The results showed that the incidence of H. pylori infection between the two main groups was not significantly different, with an incidence of 59% in the endoscopy group, and an incidence of 55% in the control group (p 0.733). This correlates with the results obtained by Tanih et al.,12 who measured the national prevalence of H. pylori in South Africa to be 51-71%.
The outcome of this study was in keeping with the findings of Noone et al.,2 who reported no difference between the studied groups.
There was an increased incidence of H. pylori infection in participants with higher exposure to endoscopies, i.e. 55% in the control (non-exposure) group, compared to 70% in the group who performed > 10 endoscopies per week, but the difference was not statistically significant (p 0.178).
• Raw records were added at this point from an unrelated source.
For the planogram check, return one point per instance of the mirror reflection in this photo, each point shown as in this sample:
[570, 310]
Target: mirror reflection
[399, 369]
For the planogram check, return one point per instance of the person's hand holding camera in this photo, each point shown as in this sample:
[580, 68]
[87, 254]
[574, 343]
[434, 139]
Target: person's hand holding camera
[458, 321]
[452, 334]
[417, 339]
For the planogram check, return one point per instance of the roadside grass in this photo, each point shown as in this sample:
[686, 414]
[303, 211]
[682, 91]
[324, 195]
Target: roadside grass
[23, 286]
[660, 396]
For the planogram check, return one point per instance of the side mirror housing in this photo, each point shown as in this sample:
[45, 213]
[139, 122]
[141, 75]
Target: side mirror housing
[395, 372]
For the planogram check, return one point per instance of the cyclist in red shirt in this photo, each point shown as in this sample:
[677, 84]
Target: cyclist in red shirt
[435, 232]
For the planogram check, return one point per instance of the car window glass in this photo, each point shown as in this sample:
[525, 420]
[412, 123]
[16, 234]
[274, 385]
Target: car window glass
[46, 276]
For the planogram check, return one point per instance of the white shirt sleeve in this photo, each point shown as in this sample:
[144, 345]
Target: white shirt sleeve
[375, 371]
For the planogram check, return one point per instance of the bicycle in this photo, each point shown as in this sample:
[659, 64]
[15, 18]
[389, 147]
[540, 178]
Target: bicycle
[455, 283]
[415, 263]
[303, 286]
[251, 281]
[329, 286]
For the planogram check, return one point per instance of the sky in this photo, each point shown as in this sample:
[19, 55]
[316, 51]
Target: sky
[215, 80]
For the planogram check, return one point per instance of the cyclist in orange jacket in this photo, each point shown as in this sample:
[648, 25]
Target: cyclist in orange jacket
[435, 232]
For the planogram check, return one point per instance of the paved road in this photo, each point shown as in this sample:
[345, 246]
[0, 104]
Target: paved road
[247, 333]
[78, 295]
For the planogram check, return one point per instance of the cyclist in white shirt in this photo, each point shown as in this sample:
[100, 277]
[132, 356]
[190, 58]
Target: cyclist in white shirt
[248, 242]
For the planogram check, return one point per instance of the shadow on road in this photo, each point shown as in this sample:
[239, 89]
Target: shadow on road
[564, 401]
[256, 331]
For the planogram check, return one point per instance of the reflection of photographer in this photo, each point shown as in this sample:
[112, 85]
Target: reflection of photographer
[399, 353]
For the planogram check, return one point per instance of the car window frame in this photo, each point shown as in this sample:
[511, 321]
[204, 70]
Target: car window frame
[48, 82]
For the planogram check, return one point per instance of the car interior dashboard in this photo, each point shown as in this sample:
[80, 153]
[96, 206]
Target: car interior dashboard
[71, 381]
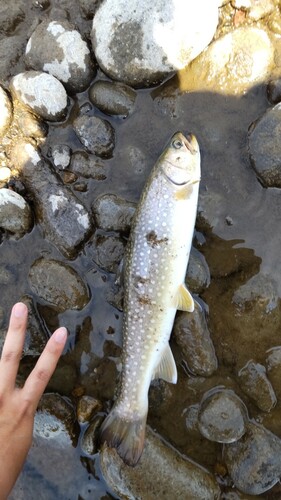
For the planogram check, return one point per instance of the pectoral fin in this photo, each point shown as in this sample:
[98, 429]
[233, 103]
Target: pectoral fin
[184, 300]
[166, 369]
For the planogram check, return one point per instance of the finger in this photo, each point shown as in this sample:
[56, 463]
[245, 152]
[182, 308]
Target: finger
[44, 368]
[13, 346]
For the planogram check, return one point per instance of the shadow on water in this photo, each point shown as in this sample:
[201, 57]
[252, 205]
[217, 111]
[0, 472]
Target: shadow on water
[237, 231]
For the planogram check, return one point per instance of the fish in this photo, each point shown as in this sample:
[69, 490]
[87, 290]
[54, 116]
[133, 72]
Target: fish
[156, 260]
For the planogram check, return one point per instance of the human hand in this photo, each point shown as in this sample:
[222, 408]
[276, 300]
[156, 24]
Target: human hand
[18, 406]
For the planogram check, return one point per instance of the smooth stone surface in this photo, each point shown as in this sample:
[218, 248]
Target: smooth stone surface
[265, 147]
[161, 473]
[58, 284]
[113, 213]
[253, 381]
[5, 111]
[96, 134]
[141, 43]
[113, 98]
[192, 334]
[222, 416]
[63, 218]
[57, 48]
[15, 213]
[232, 64]
[254, 462]
[42, 93]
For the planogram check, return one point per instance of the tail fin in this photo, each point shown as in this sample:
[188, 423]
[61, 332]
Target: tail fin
[127, 436]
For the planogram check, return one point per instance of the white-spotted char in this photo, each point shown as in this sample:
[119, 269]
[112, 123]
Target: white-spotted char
[155, 266]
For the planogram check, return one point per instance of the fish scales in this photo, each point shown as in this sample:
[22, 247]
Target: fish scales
[155, 267]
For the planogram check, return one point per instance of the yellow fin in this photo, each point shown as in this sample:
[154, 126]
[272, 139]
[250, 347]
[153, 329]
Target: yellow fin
[166, 369]
[184, 300]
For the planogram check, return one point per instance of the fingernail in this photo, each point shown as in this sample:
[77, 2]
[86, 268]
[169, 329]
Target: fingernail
[19, 310]
[60, 335]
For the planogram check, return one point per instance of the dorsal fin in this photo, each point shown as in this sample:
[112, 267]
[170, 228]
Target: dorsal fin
[166, 369]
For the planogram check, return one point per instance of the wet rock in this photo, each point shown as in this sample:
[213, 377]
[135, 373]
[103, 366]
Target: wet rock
[5, 111]
[40, 92]
[15, 213]
[265, 148]
[63, 218]
[232, 64]
[58, 284]
[58, 49]
[141, 43]
[96, 134]
[88, 166]
[222, 416]
[259, 291]
[113, 98]
[193, 337]
[198, 274]
[254, 382]
[254, 462]
[161, 473]
[109, 252]
[87, 406]
[113, 213]
[61, 155]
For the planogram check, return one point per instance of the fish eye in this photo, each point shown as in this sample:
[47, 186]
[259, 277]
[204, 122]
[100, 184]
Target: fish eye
[177, 144]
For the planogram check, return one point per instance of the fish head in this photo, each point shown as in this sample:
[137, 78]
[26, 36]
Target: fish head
[181, 160]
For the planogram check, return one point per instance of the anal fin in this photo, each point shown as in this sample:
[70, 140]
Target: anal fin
[166, 369]
[184, 299]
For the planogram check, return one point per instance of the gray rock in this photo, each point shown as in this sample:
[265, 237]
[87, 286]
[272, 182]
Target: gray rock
[88, 166]
[5, 111]
[63, 218]
[198, 274]
[96, 134]
[15, 213]
[40, 92]
[265, 148]
[193, 337]
[61, 155]
[58, 284]
[109, 251]
[161, 473]
[113, 213]
[113, 98]
[253, 381]
[57, 48]
[254, 462]
[222, 416]
[141, 43]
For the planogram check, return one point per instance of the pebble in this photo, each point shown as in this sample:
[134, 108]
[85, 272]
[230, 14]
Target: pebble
[113, 213]
[40, 92]
[88, 166]
[232, 64]
[253, 381]
[141, 43]
[63, 218]
[198, 274]
[96, 134]
[15, 213]
[192, 334]
[161, 473]
[222, 416]
[57, 48]
[113, 98]
[265, 147]
[58, 284]
[6, 112]
[254, 462]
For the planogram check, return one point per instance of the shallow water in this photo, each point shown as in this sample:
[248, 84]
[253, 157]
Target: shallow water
[237, 231]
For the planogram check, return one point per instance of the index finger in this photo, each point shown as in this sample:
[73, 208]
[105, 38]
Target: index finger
[39, 377]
This was a negative study as we were unable to confirm that being part of an upper gastrointestinal endoscopy team was a risk factor for the acquisition of H. pylori.
However, this negative finding does not necessarily prove that it was not a risk factor. The reasons for this are as follows. This was not conducted as a cohort study, so there may have been a higher baseline prevalence of H. pylori infection in the control group. Also, statistical significance might be demonstrated in a larger study.
A significantly higher rate of H. pylori seropositivity in endoscopists could not be confirmed in this study, which may have been under-powered. A further study is needed to corroborate these findings.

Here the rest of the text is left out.